JAKARTA - Ketua Komisi Pemberantasan Korupsi (KPK) Firli Bahuri menyebut pihaknya telah mengusut adanya dugaan kasus korupsi di Papua, terutama yang berkaitan dengan dana otonomi khusus.

Hal ini disampaikannya setelah Menteri Koordinator Bidang Politik Hukum dan Keamanan (Menko Polhukam) Mahfud MD menyinggung ada kasus korupsi besar di Papua. Jumlahnya pun cukup banyak, yaitu 10 kasus.

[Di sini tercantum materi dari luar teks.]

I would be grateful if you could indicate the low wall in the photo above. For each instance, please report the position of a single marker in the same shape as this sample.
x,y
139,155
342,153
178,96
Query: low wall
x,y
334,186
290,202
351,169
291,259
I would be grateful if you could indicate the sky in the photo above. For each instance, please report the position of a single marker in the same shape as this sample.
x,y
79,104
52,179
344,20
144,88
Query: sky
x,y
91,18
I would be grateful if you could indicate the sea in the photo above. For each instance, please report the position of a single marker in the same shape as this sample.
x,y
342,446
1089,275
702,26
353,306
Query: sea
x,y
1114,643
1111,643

"Kami ingin sampaikan, apa yang dilakukan KPK sedang berjalan. Mohon maaf saya tidak bisa sebut satu persatu perkaranya," kata Firli dalam konferensi pers di Gedung Merah Putih KPK, Kuningan Persada, Jakarta Selatan, Kamis, 20 Mei.

Meski begitu, dia berjanji akan terbuka terkait proses penanganan kasus ini. Terutama, kasus yang berkaitan dengan pemanfaatan dana otonomi khusus.

"Pada saatnya akan kami sampaikan sejauh mana penanganan perkara yang terjadi di daerah-daerah yang memperoleh dana otonomi khusus," tegasnya.

Eks Deputi Penindakan KPK ini memastikan akan memberantas korupsi. Sebab, KPK punya tujuan untuk menyejahterakan seluruh rakyat Indonesia.

"Prinsip kita adalah kita ingin menyejahterakan rakyat Indonesia dari Sabang sampai Merauke. Dari Pulau Miangas sampai Pulau Rote, tidak ada yang tertinggal. Itulah semangat dari kebijakan otonomi khusus," ungkap Firli.

"Jadi KPK mendukung kebijakan pemerintah terkait dengan pemberlakuan otonomi khusus," imbuhnya.

Menko Polhukam Mahfud MD mengungkap pemerintah menemukan ada 10 kasus korupsi besar yang terjadi di Papua. Selanjutnya, pemerintah bakal menindak pelaku praktik lancung tersebut.

Temuan ini didapatkan dari laporan Badan Pemeriksa Keuangan (BPK) dan Badan Intelijen Negara.

"Kita sudah punya 10 kasus korupsi besar yang juga ini akan dilakukan penegakan hukum terhadap mereka," kata Mahfud kepada wartawan, Rabu, 19 Mei.

Selain itu, eks Ketua Mahkamah Konstitusi (MK) ini juga mengaku mendengar sejumlah pihak yang menganggap penghasilan pajak Papua dilimpahkan untuk keperluan negara. Namun, Mahfud menegaskan hal tersebut tidak benar.

"Sering orang menggunjingkan pajak Papua kaya. Direkrut hartanya untuk keperluan negara, Papua miskin, tidak kebagian. Itu tidak benar," ungkapnya.

Mahfud menjabarkan data untuk membuktikan bantahan tersebut. Kata dia, pendapatan dari pajak Papua, baik perusahaan Papua yang beroperasi di Jakarta maupun beroperasi di Papua sendiri, pendapatannya sebesar Rp12,6 triliun. Sementara, anggaran belanjanya sebesar Rp46,1 triliun. 

Lalu, pendapatan pajak dan bea cukai di Papua Barat Rp5,5 triliun. Sedangkan, belanjanya yang dikeluarkan oleh pemerintah pusat Rp19,2 triliun.

Dengan demikian, Mahfud menganggap tidak mungkin pemerintah mengeruk kekayaan Papua ketika anggaran belanja lebih besar dari pendapatan.

"Itu kebijakan umum, pemerintah tetap melakukan kebijakan kesejahteraan, damai tanpa kekerasan dan tanpa bedil atau senjata. Itu prinsip dasarnya," ujar Mahfud.